Le 22 janvier le gouvernement décide d’agir en envoyant l’armée pour installer des planches de bois au niveau des habitations les plus proches de la Seine. Les chevaux remplacent les automobiles, l’électricité saute par à-coups, des tourbillons de boue s’enfilent dans les rues. 

Le 23 janvier, le niveau de la Seine atteint le haut des quais, qui étaient conçus pour résister à une crue équivalant à celle de 1876 : une partie de Paris est inondée. Le Zouave du pont de l’Alma a de l’eau jusqu’aux épaules.

Le 24 janvier, dans la banlieue proche de Paris, on compte déjà sept morts. Les tramways et métros sont suspendus, les gares d’Orsay et Austerlitz ferment leurs portes, le téléphone cesse de fonctionner et les habitants s’organisent. Les problèmes de ravitaillement sèment la panique et les provisions se font dans la cohue. Les habitants de rez-de-chaussée s’installent chez leurs voisins du 1er étage.

Le 29 janvier, la pluie cesse et la Seine baisse enfin.

Les dégâts et les sinistrés

Le 28 janvier, 22 000 caves et des centaines de rues sont envahies par une eau glacée et de plus en plus polluée car les égouts refluent. En effet, des dizaines de milliers de fosses d'aisance dans les sous-sols qui ne sont pas raccordés aux collecteurs municipaux sont inondées. Les bateaux-citernes qui doivent évacuer hors de Paris les résidus ne peuvent plus passer sous les ponts. La situation sanitaire devient préoccupante, des cas de typhoïde et de scarlatine sont signalés. Il faut attendre la mi-mars pour que la crue soit entièrement résorbée. Les libraires et les éditeurs notamment paieront un lourd tribut à la crue, tous leurs stocks définitivement perdus.

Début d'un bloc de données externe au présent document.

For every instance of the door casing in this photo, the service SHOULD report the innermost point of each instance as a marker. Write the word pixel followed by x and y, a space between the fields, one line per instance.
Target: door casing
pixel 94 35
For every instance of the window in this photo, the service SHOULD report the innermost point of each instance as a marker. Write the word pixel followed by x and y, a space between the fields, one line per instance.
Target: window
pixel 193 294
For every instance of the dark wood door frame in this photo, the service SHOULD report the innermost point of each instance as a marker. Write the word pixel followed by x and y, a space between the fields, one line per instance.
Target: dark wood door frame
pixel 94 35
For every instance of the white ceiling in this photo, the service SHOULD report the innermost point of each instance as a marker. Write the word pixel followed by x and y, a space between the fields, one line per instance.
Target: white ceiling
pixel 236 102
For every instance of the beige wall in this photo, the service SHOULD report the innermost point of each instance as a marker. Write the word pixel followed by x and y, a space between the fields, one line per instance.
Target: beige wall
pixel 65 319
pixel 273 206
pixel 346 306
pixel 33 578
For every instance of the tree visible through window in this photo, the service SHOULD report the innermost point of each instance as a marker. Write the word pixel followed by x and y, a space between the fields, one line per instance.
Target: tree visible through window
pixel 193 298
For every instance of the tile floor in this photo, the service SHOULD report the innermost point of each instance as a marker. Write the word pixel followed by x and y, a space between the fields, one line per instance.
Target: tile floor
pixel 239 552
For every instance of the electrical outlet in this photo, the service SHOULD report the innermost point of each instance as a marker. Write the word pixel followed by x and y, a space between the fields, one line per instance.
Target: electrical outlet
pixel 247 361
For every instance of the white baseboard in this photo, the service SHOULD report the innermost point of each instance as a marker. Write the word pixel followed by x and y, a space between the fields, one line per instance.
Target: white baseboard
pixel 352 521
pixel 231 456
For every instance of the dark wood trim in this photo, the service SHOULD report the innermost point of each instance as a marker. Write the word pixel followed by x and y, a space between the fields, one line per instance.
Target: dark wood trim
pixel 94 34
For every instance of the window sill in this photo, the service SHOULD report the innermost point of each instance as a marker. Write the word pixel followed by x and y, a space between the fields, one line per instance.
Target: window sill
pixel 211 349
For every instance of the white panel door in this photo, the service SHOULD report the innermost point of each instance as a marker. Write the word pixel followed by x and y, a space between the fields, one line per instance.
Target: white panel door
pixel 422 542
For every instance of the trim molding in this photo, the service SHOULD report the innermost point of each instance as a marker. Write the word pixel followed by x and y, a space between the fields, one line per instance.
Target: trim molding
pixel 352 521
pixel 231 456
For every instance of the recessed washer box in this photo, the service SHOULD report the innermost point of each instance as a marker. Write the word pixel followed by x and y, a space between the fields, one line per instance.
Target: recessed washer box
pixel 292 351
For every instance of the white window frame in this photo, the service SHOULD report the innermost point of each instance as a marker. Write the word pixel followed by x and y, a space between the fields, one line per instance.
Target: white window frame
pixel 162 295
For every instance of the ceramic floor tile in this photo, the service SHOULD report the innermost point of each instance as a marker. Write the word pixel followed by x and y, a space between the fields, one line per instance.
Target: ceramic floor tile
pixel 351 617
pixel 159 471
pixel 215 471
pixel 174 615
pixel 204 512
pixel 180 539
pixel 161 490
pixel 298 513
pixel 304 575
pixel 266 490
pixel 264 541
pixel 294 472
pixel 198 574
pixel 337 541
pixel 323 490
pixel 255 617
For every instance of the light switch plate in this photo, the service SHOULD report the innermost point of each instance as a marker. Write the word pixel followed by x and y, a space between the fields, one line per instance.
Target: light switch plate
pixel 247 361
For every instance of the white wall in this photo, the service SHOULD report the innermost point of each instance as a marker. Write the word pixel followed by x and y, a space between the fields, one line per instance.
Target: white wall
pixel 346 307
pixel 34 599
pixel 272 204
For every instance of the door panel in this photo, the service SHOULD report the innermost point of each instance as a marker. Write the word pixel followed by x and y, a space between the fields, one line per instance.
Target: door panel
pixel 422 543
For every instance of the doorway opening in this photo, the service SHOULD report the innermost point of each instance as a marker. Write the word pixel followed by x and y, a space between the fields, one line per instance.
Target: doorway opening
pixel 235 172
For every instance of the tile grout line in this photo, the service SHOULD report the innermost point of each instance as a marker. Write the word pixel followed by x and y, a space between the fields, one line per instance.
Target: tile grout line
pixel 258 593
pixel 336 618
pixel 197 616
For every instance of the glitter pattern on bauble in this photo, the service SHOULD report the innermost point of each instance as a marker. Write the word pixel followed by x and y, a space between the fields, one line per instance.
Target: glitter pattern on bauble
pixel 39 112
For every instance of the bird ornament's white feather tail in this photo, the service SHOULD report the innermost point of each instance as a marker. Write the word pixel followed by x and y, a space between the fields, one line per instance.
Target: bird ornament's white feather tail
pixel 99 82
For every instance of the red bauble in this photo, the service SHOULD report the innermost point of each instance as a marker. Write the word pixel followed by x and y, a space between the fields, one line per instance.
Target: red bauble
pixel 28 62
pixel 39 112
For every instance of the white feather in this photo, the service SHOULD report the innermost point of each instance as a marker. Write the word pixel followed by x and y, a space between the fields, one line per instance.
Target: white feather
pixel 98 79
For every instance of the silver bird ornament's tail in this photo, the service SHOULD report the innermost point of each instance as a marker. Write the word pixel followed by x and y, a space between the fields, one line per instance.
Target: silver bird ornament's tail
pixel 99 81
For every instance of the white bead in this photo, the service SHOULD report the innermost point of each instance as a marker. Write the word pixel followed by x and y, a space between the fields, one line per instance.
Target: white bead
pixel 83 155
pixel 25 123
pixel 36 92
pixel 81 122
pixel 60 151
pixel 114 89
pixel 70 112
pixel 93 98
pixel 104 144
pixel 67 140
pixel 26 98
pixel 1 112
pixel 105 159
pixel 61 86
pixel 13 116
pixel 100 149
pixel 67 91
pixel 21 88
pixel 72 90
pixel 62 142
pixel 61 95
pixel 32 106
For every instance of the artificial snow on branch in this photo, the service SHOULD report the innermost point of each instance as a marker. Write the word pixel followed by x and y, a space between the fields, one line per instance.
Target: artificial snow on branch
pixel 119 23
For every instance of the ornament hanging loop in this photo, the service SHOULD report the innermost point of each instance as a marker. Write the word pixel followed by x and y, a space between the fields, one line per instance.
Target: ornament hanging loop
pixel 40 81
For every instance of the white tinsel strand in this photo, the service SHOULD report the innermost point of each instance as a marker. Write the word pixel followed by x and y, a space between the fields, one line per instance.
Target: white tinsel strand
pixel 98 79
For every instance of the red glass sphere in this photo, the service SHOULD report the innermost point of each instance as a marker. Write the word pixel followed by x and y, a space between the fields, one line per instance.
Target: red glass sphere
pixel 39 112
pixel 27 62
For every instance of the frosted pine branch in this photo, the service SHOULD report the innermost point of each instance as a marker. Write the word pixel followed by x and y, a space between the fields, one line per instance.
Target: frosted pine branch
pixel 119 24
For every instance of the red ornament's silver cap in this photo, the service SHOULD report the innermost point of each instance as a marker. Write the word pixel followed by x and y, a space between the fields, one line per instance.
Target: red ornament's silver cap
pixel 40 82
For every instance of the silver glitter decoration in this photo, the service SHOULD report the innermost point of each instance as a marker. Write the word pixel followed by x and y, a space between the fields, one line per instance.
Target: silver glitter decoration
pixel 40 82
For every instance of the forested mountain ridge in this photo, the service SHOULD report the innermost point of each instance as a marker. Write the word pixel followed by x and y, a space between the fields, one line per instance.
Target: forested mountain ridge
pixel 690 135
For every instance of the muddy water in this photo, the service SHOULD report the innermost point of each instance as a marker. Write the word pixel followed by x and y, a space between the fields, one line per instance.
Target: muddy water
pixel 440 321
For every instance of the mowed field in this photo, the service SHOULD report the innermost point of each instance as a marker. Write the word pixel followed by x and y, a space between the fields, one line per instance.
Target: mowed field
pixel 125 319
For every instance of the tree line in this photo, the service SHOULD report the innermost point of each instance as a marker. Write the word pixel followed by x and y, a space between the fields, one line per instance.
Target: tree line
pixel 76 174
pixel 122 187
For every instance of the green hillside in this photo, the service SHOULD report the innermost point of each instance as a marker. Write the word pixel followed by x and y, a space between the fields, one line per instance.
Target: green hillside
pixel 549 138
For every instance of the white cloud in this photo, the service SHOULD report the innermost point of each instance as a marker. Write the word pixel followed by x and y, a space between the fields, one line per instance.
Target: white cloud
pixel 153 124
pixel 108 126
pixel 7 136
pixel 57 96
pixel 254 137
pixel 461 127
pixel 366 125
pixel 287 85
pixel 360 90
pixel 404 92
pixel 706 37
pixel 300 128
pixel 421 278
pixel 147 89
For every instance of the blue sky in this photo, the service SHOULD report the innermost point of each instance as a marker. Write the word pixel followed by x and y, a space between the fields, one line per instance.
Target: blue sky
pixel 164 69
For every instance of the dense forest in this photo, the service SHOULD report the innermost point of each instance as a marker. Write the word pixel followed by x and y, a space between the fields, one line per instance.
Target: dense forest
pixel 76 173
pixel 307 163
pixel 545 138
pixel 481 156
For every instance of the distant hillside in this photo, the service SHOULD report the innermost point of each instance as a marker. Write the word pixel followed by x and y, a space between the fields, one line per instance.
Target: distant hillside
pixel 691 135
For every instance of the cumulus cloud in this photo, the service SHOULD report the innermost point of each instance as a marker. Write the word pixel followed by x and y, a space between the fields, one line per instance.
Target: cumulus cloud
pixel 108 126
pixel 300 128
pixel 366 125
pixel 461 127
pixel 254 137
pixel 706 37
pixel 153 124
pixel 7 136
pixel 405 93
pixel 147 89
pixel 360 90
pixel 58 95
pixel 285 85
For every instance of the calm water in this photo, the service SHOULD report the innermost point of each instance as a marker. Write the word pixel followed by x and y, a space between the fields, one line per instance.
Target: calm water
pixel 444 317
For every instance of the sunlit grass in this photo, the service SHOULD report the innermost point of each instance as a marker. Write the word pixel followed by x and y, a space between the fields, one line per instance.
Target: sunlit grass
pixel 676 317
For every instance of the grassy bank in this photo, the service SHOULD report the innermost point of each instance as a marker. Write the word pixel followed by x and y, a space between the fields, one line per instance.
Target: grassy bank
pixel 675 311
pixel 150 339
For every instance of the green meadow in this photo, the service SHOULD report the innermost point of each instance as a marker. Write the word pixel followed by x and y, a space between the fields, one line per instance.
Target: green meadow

La plupart des monuments ont été également sous l’eau dont le Palais de justice qui voit ses archives disparaître. 

L'inondation a causé des dégâts d'un montant de 400 millions de francs-or en ce qui concerne les dommages directs auxquels il faut ajouter 50 millions de francs-or distribués à titre de secours.

Paris

À Paris, 20 000 immeubles sont inondés sur 40 kilomètres et 12 arrondissements. La moitié du réseau métropolitain existant à l'époque est inondée. Ainsi, la ligne 4 qui venait d'être inaugurée quelques semaines plus tôt est fermée. Les journaux appellent à la solidarité, des barques taxis se mettent en place, et même des boulangeries qui décident de livrer le pain en bateau.

Les surfaces inondées correspondent aux zones alluviales du méandre de la Seine, étendues en rive gauche notamment dans le quinzième arrondissement et également au cours préhistorique de la Seine qui passait au nord des grands boulevards de la rive droite et jusqu'au pont de l'Alma au débouché du grand égout recouvert vers 1760. Une grande partie du quartier du Marais, qui correspondait au large lit du fleuve à l'époque néolithique puis à des marécages progressivement viabilisés à partir du Moyen Âge, est submergée.

Le gymnase de la rue Saint Lambert est transformé en dortoir pour les sinistrés. Une partie des malades de l'hôpital de la Charité est évacuée, le fonctionnement de l'établissement devenant difficile.

Périphérie

La situation de la banlieue est dramatique en amont comme en aval avec plus de 30 000 maisons sinistrées.

Ivry-sur-Seine

Après avoir été inondée, l'usine de vinaigre Pagès Camus explose. Il s'ensuit un incendie qui la détruira totalement. Ivry-sur-Seine, qui sera particulièrement sinistrée, fera l'objet de visites de nombreuses personnalités comme Armand Fallières, Aristide Briand, Alexandre Millerand, Louis Lépine.

Gennevilliers

La crue de 1910 n’épargne pas Gennevilliers. Les digues sont complètement submergées et le refoulement des eaux d’égout contribue à rendre la catastrophe encore plus violente. Les dégâts sont gigantesques sur l’ensemble de la commune. Plus de 1 000 maisons sont atteintes, 150 sont évacuées et 13 complètement écroulées.

Villeneuve-la-Garenne

Le bilan des inondations est catastrophique. Malgré les digues, l’eau atteint 1,20 m dans beaucoup d’endroits. Les cultures sont ravagées, les maisons s’écroulent, beaucoup d’animaux périssent noyés. Dans le hameau de Villeneuve-la-Garenne, dépendant alors de Gennevilliers, on est obligé d’entrer dans les maisons par les fenêtres du premier étage. Dès le 21 janvier, les avenues de Gennevilliers (avenue de Verdun) et d'Asnières (boulevard Gallieni) sont submergées. Le 26 janvier, les écoles sont évacuées. Dans la nuit du 27 au 28 janvier, les digues sont submergées. Les familles les plus touchées sont évacuées en barques ou en embarcations de fortune. Le 29 janvier, l’inondation est générale. C’est seulement début février que la décrue s’amorce, mais il faudra plusieurs semaines pour nettoyer les boues et déblayer les rues des amas de ferrailles et de détritus de toutes sortes.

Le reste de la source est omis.